UK: Social media failing to combat online extremism

  • A report by the House of Commons Home Affairs Select Committee observed how social media networks such as Facebook, Twitter and YouTube are used to spread terrorist propaganda and target new joiners. All three platforms were criticised by MPs for “consciously failing” to combat the misuse of their sites to promote terrorism and extremism.
  • Facebook, Twitter and YouTube each stated they take their role in fighting extremism very seriously, while TechUK noted the MPs had overlooked efforts undertaken by social media companies to fight online radicalization.
  • However, Keith Vaz, Chair of the Committee, demanded social media networks liaise more closely with the police to immediately shut down online terrorist activity. Mr Vaz considered such platforms should publish more details about the quantity of material they remove and how quickly they do so.
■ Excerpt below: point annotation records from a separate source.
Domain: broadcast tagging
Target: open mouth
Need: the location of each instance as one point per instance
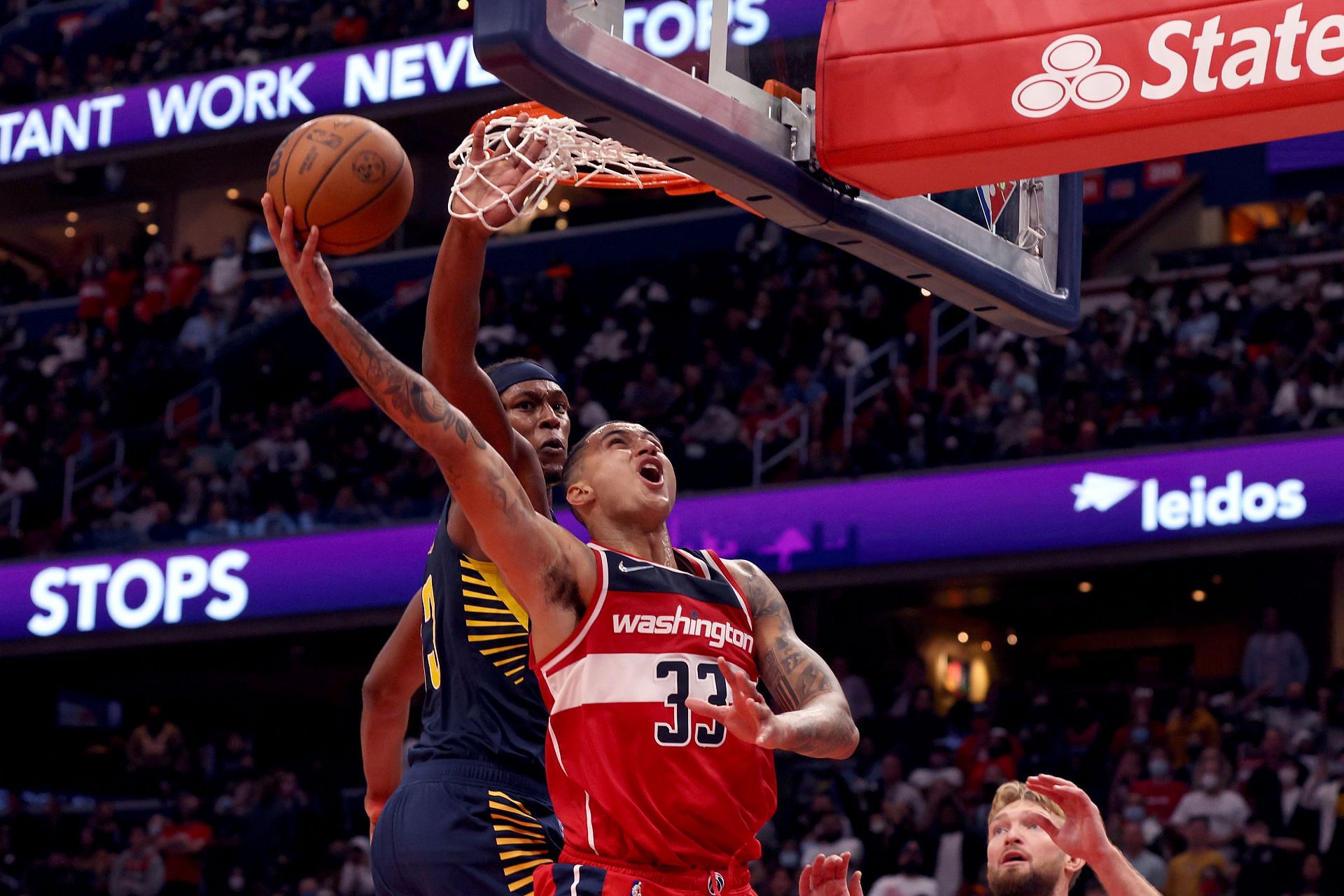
(651, 469)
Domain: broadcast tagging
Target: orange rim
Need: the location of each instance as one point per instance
(675, 184)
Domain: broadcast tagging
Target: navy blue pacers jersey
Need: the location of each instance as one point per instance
(482, 699)
(470, 816)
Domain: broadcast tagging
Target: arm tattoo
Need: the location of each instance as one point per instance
(414, 405)
(428, 416)
(790, 669)
(799, 681)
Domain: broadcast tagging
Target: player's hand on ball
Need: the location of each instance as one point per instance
(748, 718)
(511, 175)
(830, 876)
(1084, 832)
(305, 269)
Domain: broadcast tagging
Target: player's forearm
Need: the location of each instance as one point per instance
(402, 394)
(382, 726)
(454, 315)
(484, 485)
(823, 729)
(1119, 878)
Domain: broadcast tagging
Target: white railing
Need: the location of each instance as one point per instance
(76, 482)
(799, 447)
(937, 339)
(207, 396)
(854, 397)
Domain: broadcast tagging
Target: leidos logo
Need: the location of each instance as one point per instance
(1073, 74)
(1231, 503)
(1187, 52)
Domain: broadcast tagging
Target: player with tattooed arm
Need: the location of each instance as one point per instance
(659, 747)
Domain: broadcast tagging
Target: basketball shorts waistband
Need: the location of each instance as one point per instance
(476, 771)
(696, 880)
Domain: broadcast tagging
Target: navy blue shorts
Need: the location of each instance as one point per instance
(458, 828)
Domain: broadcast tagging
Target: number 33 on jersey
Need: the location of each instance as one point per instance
(632, 771)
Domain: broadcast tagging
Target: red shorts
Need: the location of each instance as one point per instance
(578, 875)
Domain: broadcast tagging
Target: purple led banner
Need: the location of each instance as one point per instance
(337, 81)
(1306, 153)
(1049, 507)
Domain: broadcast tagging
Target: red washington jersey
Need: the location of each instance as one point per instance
(638, 780)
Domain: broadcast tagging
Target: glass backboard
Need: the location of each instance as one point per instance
(686, 83)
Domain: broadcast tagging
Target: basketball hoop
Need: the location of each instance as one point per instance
(571, 158)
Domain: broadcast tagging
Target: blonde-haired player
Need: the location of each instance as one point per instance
(1041, 836)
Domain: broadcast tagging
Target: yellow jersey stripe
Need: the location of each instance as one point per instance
(519, 832)
(512, 809)
(531, 862)
(487, 652)
(511, 820)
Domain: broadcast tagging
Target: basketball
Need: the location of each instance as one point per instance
(347, 176)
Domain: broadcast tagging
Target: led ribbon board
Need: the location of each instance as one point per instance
(1077, 504)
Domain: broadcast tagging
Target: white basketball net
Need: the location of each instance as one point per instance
(571, 155)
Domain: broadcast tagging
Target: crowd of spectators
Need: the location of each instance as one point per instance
(182, 818)
(174, 39)
(1211, 789)
(756, 340)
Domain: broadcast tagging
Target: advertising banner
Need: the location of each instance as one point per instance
(1066, 505)
(347, 80)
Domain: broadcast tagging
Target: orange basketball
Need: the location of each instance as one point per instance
(347, 176)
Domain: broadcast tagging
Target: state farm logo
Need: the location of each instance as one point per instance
(1186, 54)
(1074, 74)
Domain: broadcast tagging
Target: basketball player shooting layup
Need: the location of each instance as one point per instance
(1041, 836)
(472, 816)
(659, 754)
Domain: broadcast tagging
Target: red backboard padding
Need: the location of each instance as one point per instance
(925, 96)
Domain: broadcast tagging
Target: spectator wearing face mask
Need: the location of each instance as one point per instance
(1225, 812)
(910, 878)
(1191, 727)
(139, 871)
(1145, 862)
(1159, 790)
(1275, 660)
(1142, 729)
(1186, 871)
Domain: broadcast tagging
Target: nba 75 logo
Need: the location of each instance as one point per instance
(369, 167)
(1187, 52)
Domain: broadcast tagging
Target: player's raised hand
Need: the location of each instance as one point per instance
(830, 876)
(488, 181)
(305, 269)
(1084, 832)
(748, 718)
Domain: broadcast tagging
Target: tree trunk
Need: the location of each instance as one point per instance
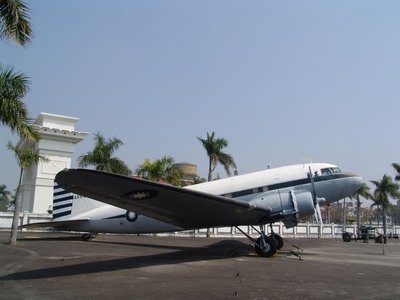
(17, 209)
(384, 219)
(358, 212)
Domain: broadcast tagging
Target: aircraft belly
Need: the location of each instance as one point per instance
(122, 225)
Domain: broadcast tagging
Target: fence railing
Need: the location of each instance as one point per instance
(300, 231)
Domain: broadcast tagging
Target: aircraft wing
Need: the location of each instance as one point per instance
(55, 224)
(174, 205)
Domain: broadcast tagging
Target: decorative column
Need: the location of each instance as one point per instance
(57, 144)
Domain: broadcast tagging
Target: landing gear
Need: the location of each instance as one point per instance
(266, 247)
(279, 241)
(88, 236)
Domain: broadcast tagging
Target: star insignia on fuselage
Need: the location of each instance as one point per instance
(140, 195)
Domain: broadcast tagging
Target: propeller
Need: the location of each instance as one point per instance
(317, 201)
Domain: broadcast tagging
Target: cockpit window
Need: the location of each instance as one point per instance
(329, 171)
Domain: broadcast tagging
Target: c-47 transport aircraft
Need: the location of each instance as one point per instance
(131, 205)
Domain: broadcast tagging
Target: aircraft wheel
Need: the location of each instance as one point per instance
(87, 237)
(278, 241)
(346, 237)
(266, 249)
(381, 238)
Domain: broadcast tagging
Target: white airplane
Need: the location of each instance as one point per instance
(133, 205)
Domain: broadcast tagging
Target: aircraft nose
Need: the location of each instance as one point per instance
(355, 181)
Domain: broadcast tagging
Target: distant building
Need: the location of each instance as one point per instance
(189, 172)
(57, 143)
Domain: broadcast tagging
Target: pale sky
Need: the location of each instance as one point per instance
(283, 81)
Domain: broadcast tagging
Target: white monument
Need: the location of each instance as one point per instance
(57, 144)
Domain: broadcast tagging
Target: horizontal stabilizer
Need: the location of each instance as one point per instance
(55, 223)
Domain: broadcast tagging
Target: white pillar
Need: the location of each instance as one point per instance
(57, 144)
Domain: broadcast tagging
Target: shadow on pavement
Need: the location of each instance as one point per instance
(219, 250)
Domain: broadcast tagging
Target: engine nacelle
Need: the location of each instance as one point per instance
(286, 206)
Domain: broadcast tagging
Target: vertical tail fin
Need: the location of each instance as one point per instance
(62, 202)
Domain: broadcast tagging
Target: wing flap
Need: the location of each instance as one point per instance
(55, 224)
(178, 206)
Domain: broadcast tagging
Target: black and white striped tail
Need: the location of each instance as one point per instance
(62, 202)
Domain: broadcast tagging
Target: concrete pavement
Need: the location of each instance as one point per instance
(61, 266)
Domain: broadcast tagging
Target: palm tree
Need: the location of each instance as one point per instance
(4, 197)
(385, 188)
(101, 156)
(363, 191)
(396, 166)
(14, 21)
(162, 169)
(214, 147)
(13, 111)
(26, 158)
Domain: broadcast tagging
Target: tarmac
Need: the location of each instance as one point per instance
(50, 265)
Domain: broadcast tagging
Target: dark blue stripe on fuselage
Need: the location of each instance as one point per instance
(65, 213)
(62, 192)
(116, 217)
(287, 184)
(62, 206)
(63, 199)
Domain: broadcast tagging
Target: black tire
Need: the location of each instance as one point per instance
(86, 237)
(380, 238)
(346, 237)
(269, 249)
(278, 241)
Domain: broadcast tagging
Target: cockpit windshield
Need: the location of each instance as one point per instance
(329, 171)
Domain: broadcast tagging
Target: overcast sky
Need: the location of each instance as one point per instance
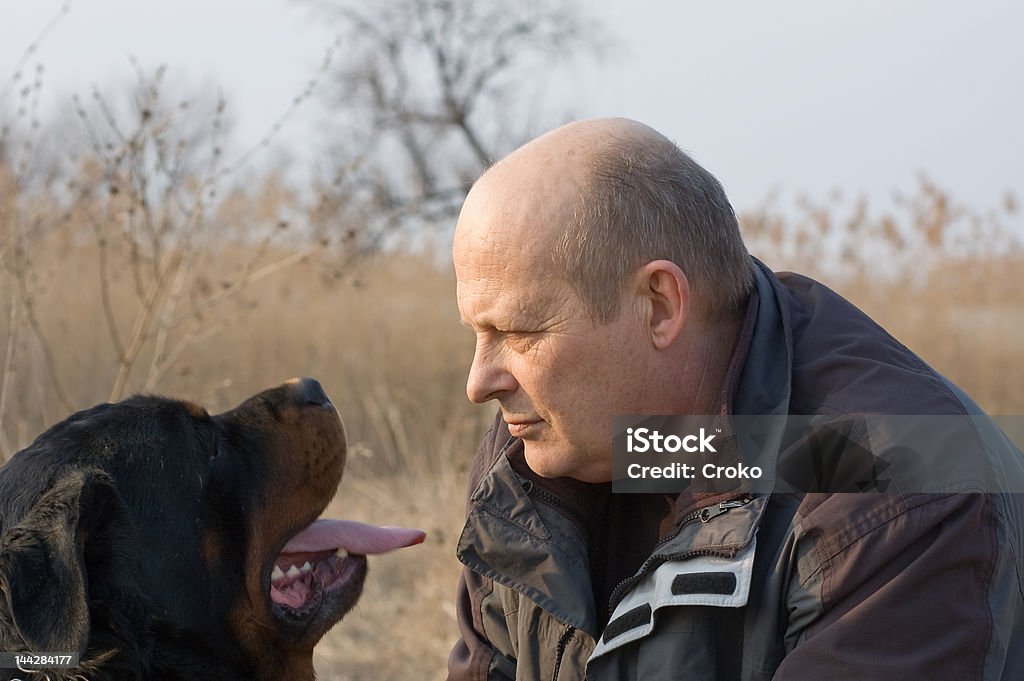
(800, 95)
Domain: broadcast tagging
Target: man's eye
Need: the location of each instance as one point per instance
(520, 340)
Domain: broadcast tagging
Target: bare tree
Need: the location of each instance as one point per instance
(433, 91)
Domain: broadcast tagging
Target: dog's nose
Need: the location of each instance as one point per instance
(309, 391)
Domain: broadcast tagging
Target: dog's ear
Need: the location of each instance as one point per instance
(42, 575)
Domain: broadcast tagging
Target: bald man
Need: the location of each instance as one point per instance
(603, 273)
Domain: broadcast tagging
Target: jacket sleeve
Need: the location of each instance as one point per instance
(473, 657)
(891, 586)
(472, 654)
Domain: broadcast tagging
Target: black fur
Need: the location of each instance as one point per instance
(107, 523)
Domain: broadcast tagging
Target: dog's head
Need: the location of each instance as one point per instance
(154, 538)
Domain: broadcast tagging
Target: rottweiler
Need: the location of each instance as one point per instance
(159, 542)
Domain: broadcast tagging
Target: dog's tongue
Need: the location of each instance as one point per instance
(353, 537)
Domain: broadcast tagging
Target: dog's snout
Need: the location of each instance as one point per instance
(309, 391)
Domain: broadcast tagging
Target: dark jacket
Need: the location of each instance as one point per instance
(914, 583)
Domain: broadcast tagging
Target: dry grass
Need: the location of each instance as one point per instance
(384, 339)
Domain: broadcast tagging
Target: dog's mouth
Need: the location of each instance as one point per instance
(318, 573)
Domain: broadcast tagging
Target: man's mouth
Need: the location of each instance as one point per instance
(522, 427)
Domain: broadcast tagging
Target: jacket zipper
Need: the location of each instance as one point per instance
(704, 515)
(563, 641)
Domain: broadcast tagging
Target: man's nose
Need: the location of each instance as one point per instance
(488, 377)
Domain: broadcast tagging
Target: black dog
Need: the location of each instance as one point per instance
(162, 543)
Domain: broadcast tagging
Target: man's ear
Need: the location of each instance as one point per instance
(42, 578)
(666, 293)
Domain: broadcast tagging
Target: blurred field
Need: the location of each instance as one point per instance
(382, 335)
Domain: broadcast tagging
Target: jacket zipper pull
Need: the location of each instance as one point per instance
(710, 512)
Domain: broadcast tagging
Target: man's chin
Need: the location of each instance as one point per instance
(548, 460)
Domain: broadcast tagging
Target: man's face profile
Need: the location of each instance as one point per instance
(558, 376)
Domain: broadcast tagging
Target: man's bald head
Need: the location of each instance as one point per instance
(594, 200)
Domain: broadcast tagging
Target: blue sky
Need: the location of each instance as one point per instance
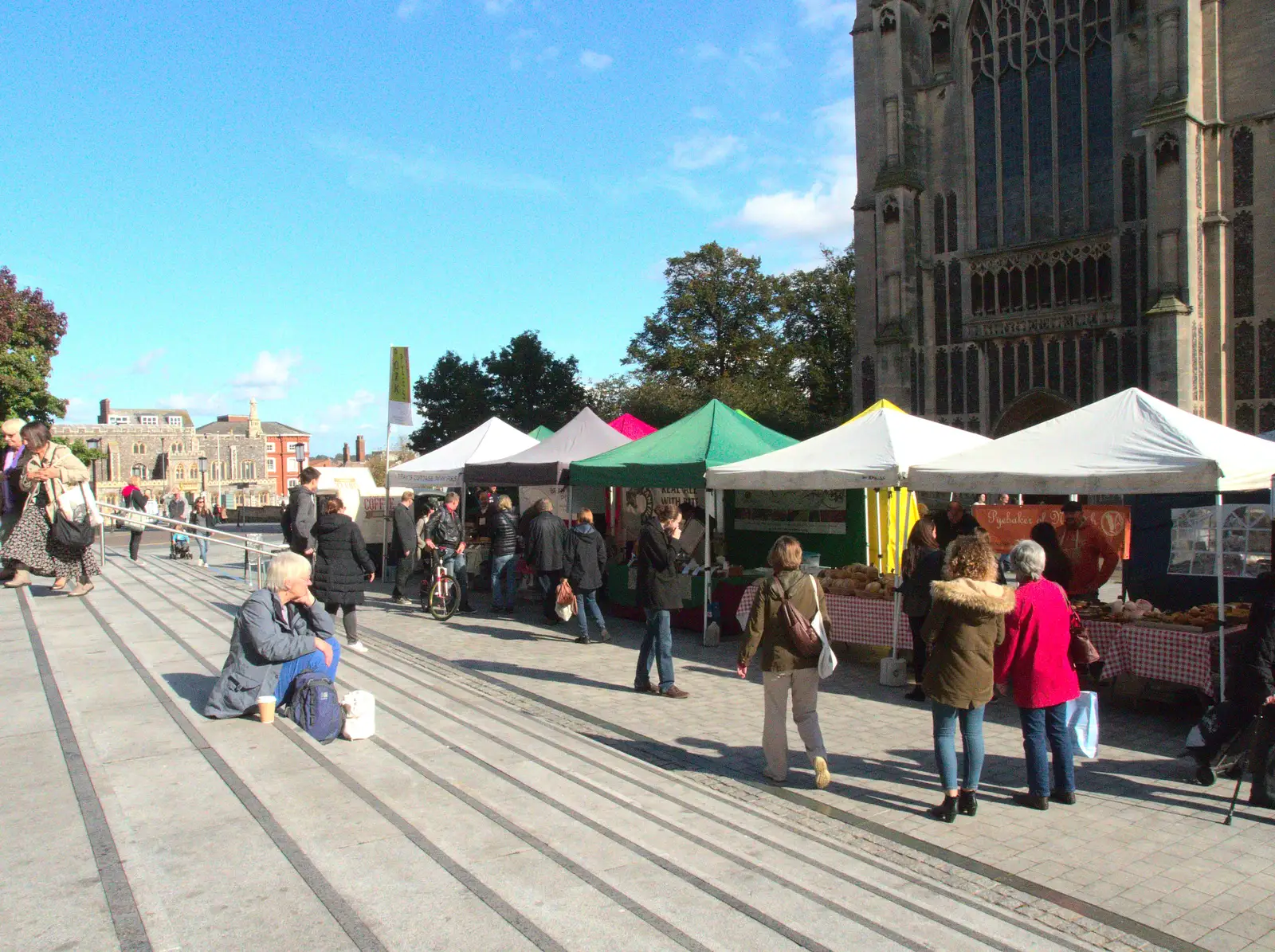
(254, 199)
EU: Proposed copyright reform to confer additional rights to broadcasters

  • European news publishers will be entitled to levy fees on internet platforms for using their content – such as snippets of their stories – according to an advanced copy of proposed copyright reforms being finalised by the European Commission.
  • The Commission is also considering imposing obligations on video-sharing platforms to enter into revenue-sharing agreements with rights holders
  • The proposals – due to be adopted in September – are part of the European Commission’s plans to create an EU Digital Single Market enabling EU-wide access to digital content and services – and aim to reduce the power and influence of online operators whose market share provides them a commercial advantage when negotiating with content creators, such as authors, musicians, record labels, broadcasters and publishers.